Ce que je peux vous dire en premier, c’est que nous allons mettre le client au centre de notre stratégie. Quand je dis client, j’entends par là le courtier, l’agent et l’assuré. Donc, nous allons passer d’une structure organisationnelle orientée produit vers une autre orientée client. Le but est d’être plus proche de nos clients et de leur assurer un meilleur service, une meilleure satisfaction et donc une fidélisation. Deuxièmement, nous allons nous rapprocher encore plus de la CDG de sorte à mieux profiter de notre appartenance. De la même manière, nous continuerons à développer les synergies créées jusque-là avec le Groupe Holmarcom.
Et puis, nous allons renforcer notre stratégie qui est orientée vers la profitabilité, non seulement par le biais d’une politique de tarification adéquate, mais surtout en inculquant une culture de prévention aux assurés. Lorsqu’un risque est déficitaire, on ne peut pas augmenter indéfiniment la prime, il faut aussi chercher les causes du déficit, et donc comment le réduire.
Et enfin, nous allons essayer de booster la productivité au sein de la compagnie en optimisant l’usage des technologies de l’information afin de pouvoir réduire les coûts et les délais d’exécution…

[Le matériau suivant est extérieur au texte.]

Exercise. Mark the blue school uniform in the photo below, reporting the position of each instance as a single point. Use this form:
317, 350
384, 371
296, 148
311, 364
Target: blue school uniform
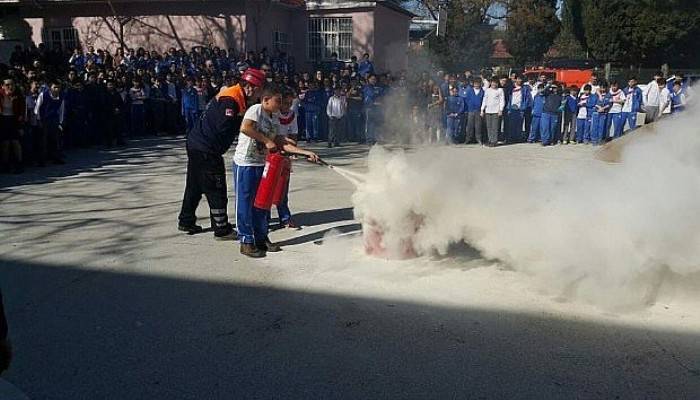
583, 121
537, 108
454, 109
636, 95
599, 120
190, 106
677, 102
313, 100
370, 95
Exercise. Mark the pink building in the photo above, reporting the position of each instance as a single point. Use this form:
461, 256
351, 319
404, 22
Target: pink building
310, 31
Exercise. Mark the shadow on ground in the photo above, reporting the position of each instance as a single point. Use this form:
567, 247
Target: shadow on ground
106, 335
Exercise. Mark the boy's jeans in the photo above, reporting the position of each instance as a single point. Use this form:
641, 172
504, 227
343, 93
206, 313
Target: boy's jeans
250, 221
583, 133
312, 125
535, 129
335, 126
617, 121
631, 119
569, 127
138, 126
371, 122
515, 126
550, 125
452, 128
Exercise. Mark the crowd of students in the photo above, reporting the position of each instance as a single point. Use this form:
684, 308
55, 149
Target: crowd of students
54, 99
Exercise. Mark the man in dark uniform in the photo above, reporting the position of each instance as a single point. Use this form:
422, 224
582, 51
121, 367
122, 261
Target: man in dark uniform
211, 137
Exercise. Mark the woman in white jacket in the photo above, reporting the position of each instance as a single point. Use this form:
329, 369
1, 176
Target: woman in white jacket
492, 111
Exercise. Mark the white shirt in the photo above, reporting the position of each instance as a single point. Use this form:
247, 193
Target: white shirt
494, 101
336, 107
517, 96
288, 123
652, 95
665, 100
619, 96
248, 152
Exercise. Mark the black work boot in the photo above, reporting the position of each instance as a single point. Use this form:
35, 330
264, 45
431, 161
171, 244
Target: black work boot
248, 249
270, 247
190, 229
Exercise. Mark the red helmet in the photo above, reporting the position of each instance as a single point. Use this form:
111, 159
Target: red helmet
254, 76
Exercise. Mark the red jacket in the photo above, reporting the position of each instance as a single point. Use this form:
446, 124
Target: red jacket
18, 104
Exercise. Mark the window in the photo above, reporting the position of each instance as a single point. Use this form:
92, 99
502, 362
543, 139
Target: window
65, 37
281, 42
328, 36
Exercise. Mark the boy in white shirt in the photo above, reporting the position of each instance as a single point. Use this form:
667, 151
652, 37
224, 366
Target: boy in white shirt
616, 119
289, 128
492, 110
259, 135
336, 109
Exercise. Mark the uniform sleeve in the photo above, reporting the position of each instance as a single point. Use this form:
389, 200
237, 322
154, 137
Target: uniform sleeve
253, 113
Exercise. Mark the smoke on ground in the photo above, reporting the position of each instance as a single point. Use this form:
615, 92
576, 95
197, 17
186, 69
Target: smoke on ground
606, 234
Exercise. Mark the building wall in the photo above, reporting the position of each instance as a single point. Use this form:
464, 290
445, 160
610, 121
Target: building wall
363, 27
156, 25
391, 40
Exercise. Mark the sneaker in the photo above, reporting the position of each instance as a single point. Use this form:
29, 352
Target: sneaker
291, 224
270, 247
190, 229
249, 250
230, 235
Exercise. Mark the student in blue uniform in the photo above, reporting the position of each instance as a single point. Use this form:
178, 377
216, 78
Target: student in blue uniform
537, 108
190, 103
633, 103
312, 109
584, 107
550, 115
372, 97
599, 120
570, 110
678, 98
519, 101
453, 110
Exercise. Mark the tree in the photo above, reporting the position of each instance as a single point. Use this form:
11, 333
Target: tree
642, 32
468, 42
532, 26
572, 34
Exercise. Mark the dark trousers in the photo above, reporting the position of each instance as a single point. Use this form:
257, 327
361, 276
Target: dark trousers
475, 127
206, 175
569, 127
335, 130
50, 142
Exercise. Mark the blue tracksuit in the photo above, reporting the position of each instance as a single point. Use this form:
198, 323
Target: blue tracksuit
599, 120
453, 109
677, 102
370, 95
537, 108
549, 122
251, 222
313, 101
190, 106
516, 113
583, 125
636, 95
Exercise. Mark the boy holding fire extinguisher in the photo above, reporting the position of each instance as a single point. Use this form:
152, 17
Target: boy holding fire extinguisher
258, 136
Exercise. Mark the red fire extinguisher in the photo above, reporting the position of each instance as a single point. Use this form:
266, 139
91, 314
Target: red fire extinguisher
274, 166
281, 187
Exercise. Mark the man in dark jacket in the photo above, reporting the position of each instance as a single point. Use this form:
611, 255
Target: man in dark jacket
211, 137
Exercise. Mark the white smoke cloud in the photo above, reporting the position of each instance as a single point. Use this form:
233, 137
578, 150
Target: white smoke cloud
609, 234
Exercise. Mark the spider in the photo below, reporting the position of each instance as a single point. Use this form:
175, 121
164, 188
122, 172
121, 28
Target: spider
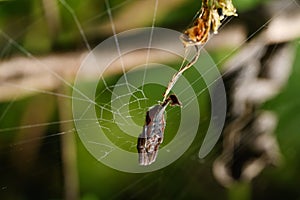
153, 131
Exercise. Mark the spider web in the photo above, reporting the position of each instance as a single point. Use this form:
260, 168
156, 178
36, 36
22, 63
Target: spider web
22, 136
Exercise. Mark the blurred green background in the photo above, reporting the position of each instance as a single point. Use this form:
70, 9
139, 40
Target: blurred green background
32, 162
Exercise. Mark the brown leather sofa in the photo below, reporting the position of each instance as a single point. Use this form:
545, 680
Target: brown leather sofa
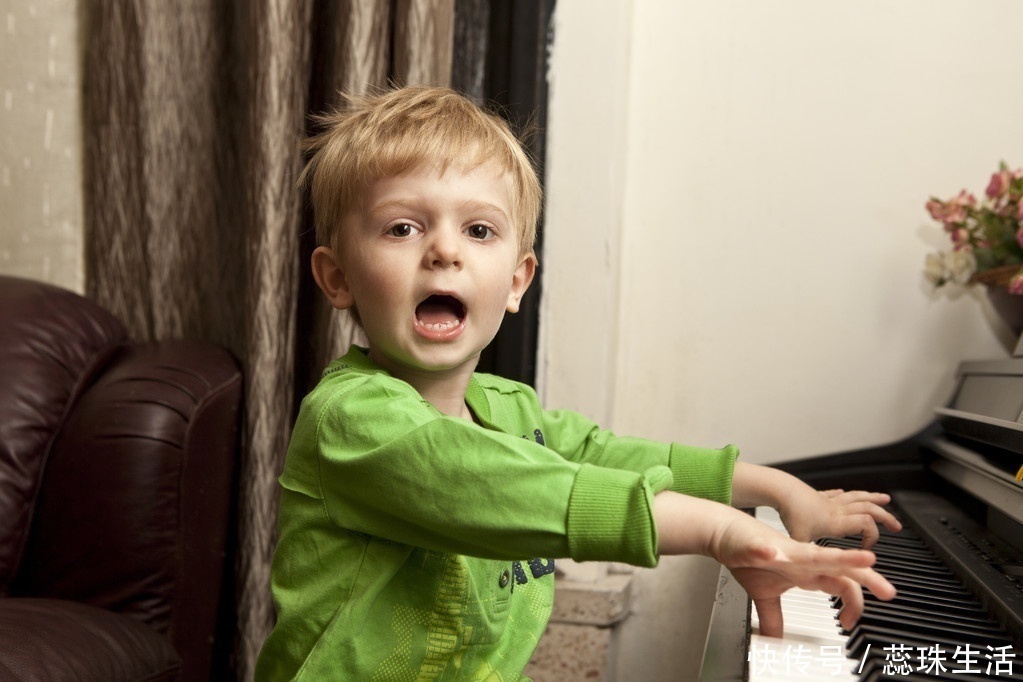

- F. N. H. : Quelle appréciation faites-vous de l’avenir du secteur des assurances à l’aune de tous ces changements (contrôle de risque, contrat-programme, accords de libre-échange…) ?
- A. L. : Je pense que le secteur va devenir de plus en plus sécurisé. Je suis confiant quant à son développement parce qu’il y a un contrat-programme qui vise à élargir la couverture à une plus grande partie de la population et lui offrir une meilleure protection et, par là, démultiplier le chiffre d’affaires du secteur au cours des cinq prochaines années. Je pense que l’on va vers une plus grande maturité des compagnies d’assurance. Elles seront plus responsables et se contrôleront elles-mêmes à travers le contrôle interne.
- F. N. H. : Est-ce qu’aujourd’hui on peut penser, en toute tranquillité, que nos compagnies sont à même d’affronter leurs concurrentes étrangères ?
- A. L. : Il faut prendre la question très au sérieux en cas d’implantation de compagnies européennes ou américaines avec leurs moyens informatiques, leurs bases de données, leurs outils de segmentation du marché et de tarification, leurs techniques de vente, surtout au niveau du marché du particulier et de l’automobile. Il faut donc se mettre à niveau. Je suis persuadé que l’on y arrivera.